I made huge breakthroughs during Odyssey. This is for aspiring writers, re-posted from the workshop’s website:
Since its inception in 1996, the Odyssey Writing Workshop has become one of the most highly respected workshops for writers of fantasy, science fiction, and horror in the world. Top authors, editors and agents have served as guests at Odyssey, and 56% of graduates have gone on to be published. The workshop, held annually on the campus of Saint Anselm College in Manchester, New Hampshire, runs for six weeks, and combines an intensive, advanced curriculum with in-depth feedback on students’ manuscripts. College credit is available upon request.
Odyssey is for developing writers whose work is approaching publication quality and for published writers who want to improve their work. Those who attend must be ready to put aside all their other concerns and make a single-minded effort to improve their writing. This is a serious, demanding program. I’m constantly told by graduates that they learned more at Odyssey than they learned in years of workshopping and creative writing classes. You should not apply unless you are ready to hear about the weaknesses in your writing and ready to work to overcome them. Class meets for 4 hours minimum in the morning, 5 days a week, and students use afternoons, evenings, and weekends to write, critique each other’s work, and complete other class assignments. Students spend at least 8 hours on “homework” each weekday and 12 hours per day on the weekend. You should come prepared to write new material, either short stories or novel chapters. After the first two weeks, you will not be able to submit anything that was written before the workshop began, unless you have radically revised it since arriving at Odyssey. The only way to improve is to write new material that incorporates what you have learned.
Odyssey is the only program of its kind run by an editor. I was a senior editor at Bantam Doubleday Dell, where I won the World Fantasy Award for my editing, and I serve as primary instructor at the workshop. Half of our class time is spent on lectures, writing exercises, and discussions. In my lectures, I provide an advanced, comprehensive curriculum, covering the elements of fiction writing in depth. To improve your writing, you need to understand the various tools and techniques writers can use to create a strong story. Many workshops, unfortunately, offer only brief, superficial lectures. We study some of the most beautiful and powerful writing in the field to gain understanding of what these tools can do when wielded with skill. I also explain the common failings of developing writers and how to avoid those pitfalls.
The other half of our class time is spent workshopping student stories. In critiquing stories, I give the same unflinchingly honest, concrete, detailed feedback that I provided as a senior editor. My typewritten critiques average over 1,200 words each, and my handwritten line edits on manuscripts are extensive. Everyone in the class learns to become a top-notch critiquer, providing insightful feedback on your work. Workshopping sessions are designed to maximize their helpfulness. You will not be coddled, and you will not be attacked. You will learn how to improve your writing and gain insight into why a story might or might not sell to a publisher. Anyone interested in applying should read “Workshopping at Odyssey” by David J. Schwartz, class of ’96.

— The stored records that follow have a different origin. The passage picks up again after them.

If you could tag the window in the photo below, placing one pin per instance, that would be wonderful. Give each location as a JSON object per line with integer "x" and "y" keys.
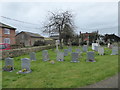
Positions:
{"x": 7, "y": 40}
{"x": 6, "y": 31}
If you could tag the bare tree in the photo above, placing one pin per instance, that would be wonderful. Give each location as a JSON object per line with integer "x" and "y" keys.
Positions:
{"x": 57, "y": 23}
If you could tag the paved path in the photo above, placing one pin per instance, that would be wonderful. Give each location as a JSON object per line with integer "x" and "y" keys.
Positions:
{"x": 111, "y": 82}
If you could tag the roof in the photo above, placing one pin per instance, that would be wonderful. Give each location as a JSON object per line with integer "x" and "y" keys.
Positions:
{"x": 32, "y": 34}
{"x": 6, "y": 26}
{"x": 46, "y": 38}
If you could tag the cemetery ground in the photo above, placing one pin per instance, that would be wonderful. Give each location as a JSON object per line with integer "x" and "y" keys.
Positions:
{"x": 61, "y": 74}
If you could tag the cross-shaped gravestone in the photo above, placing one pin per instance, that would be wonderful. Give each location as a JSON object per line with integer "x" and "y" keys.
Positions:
{"x": 90, "y": 56}
{"x": 101, "y": 51}
{"x": 75, "y": 57}
{"x": 65, "y": 52}
{"x": 45, "y": 55}
{"x": 70, "y": 49}
{"x": 114, "y": 50}
{"x": 25, "y": 65}
{"x": 9, "y": 65}
{"x": 85, "y": 48}
{"x": 60, "y": 56}
{"x": 32, "y": 56}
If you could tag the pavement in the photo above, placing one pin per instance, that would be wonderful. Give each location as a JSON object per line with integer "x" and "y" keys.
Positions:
{"x": 111, "y": 82}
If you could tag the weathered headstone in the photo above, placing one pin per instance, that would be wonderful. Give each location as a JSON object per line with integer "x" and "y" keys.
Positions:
{"x": 90, "y": 57}
{"x": 101, "y": 51}
{"x": 78, "y": 50}
{"x": 32, "y": 56}
{"x": 114, "y": 50}
{"x": 9, "y": 65}
{"x": 96, "y": 48}
{"x": 75, "y": 57}
{"x": 45, "y": 55}
{"x": 60, "y": 56}
{"x": 57, "y": 43}
{"x": 25, "y": 65}
{"x": 65, "y": 52}
{"x": 70, "y": 49}
{"x": 93, "y": 45}
{"x": 85, "y": 48}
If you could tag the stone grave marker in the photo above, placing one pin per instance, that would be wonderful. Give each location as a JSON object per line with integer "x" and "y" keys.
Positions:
{"x": 45, "y": 55}
{"x": 9, "y": 65}
{"x": 25, "y": 65}
{"x": 60, "y": 56}
{"x": 96, "y": 48}
{"x": 93, "y": 45}
{"x": 101, "y": 51}
{"x": 78, "y": 50}
{"x": 85, "y": 48}
{"x": 90, "y": 57}
{"x": 32, "y": 56}
{"x": 70, "y": 49}
{"x": 114, "y": 50}
{"x": 75, "y": 57}
{"x": 65, "y": 52}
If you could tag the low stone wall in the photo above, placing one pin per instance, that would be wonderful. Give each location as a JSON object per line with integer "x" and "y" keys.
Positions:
{"x": 23, "y": 51}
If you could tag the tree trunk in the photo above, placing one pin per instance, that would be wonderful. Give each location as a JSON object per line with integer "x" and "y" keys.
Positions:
{"x": 60, "y": 38}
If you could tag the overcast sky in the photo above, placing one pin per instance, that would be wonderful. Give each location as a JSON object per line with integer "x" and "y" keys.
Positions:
{"x": 88, "y": 16}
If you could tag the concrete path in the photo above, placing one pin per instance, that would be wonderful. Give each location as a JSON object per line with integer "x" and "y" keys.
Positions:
{"x": 111, "y": 82}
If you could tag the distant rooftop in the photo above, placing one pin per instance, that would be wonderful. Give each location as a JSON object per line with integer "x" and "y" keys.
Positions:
{"x": 32, "y": 34}
{"x": 2, "y": 25}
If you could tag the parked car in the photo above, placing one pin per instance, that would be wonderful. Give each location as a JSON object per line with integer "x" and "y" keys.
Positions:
{"x": 4, "y": 46}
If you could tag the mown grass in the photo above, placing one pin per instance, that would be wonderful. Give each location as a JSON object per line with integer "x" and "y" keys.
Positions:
{"x": 61, "y": 74}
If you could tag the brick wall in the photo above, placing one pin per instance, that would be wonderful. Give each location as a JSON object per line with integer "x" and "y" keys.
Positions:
{"x": 23, "y": 51}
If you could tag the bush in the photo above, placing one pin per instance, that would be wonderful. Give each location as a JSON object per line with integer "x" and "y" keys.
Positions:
{"x": 39, "y": 43}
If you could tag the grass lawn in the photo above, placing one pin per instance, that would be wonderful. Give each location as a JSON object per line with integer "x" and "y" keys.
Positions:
{"x": 61, "y": 74}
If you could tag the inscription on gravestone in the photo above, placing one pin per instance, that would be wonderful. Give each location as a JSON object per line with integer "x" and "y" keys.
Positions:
{"x": 101, "y": 51}
{"x": 65, "y": 52}
{"x": 75, "y": 57}
{"x": 25, "y": 65}
{"x": 70, "y": 49}
{"x": 85, "y": 48}
{"x": 9, "y": 65}
{"x": 45, "y": 55}
{"x": 114, "y": 50}
{"x": 60, "y": 56}
{"x": 32, "y": 56}
{"x": 90, "y": 56}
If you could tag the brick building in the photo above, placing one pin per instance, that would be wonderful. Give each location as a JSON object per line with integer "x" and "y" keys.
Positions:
{"x": 7, "y": 34}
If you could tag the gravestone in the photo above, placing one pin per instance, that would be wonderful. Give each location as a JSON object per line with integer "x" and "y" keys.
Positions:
{"x": 101, "y": 51}
{"x": 9, "y": 65}
{"x": 75, "y": 57}
{"x": 25, "y": 65}
{"x": 45, "y": 55}
{"x": 114, "y": 50}
{"x": 60, "y": 56}
{"x": 70, "y": 49}
{"x": 57, "y": 43}
{"x": 78, "y": 50}
{"x": 85, "y": 48}
{"x": 93, "y": 45}
{"x": 32, "y": 56}
{"x": 65, "y": 52}
{"x": 90, "y": 57}
{"x": 96, "y": 48}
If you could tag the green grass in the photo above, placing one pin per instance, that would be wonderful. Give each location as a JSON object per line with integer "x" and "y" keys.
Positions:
{"x": 61, "y": 74}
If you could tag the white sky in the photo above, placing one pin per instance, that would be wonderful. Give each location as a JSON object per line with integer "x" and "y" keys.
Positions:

Since I’ve worked with many writers over the course of my career, I understand that each writer works differently, so I also work individually with students. Over the six weeks, I chart each student’s progress in a series of private meetings, where we discuss personal strengths and weaknesses. We target those weaknesses one by one and work to conquer them. The workshop is limited to sixteen students so that each student can receive significant individual guidance.
Guest lecturers come in once a week, for about a 24-hour period, to add their own unique insights and perspectives, and to give students feedback on their work. Lecturers for the 2012 workshop include some of the top teachers in the field: acclaimed authors Paul Park, Elaine Isaak, Barbara Ashford, and Craig Shaw Gardner; and top agent Jennifer Jackson.
I’m excited to report that our 2012 writer-in-residence is is New York Times best-selling author Jeanne Kalogridis. Jeanne is the author of more than thirty books, including historical novels, dark fantasy, and novelizations. She has written in many different genres, and has even written several nonfiction titles. The New York Times called her Family Dracul trilogy “authentically arresting”; Robert Bloch, author of Psycho, called it “terrifying.” Her novels are renowned for their detail and evocativeness. Jeanne is also an amazing teacher and mentor. She will be lecturing, workshopping, and meeting with students for the entire fifth week, a wonderful opportunity for the class. The other weeks will be structured as described above.
Those who apply by January 31 will be considered for early admission. We created the possibility of early admission to help those who, if admitted, need several months to arrange their affairs before the workshop begins. Applicants will be notified by February 28 whether they have been admitted under the high standards of early admission or whether their applications will be held over for consideration for regular admission. Those who apply by the regular application deadline of April 7 will be informed of their status by May 1.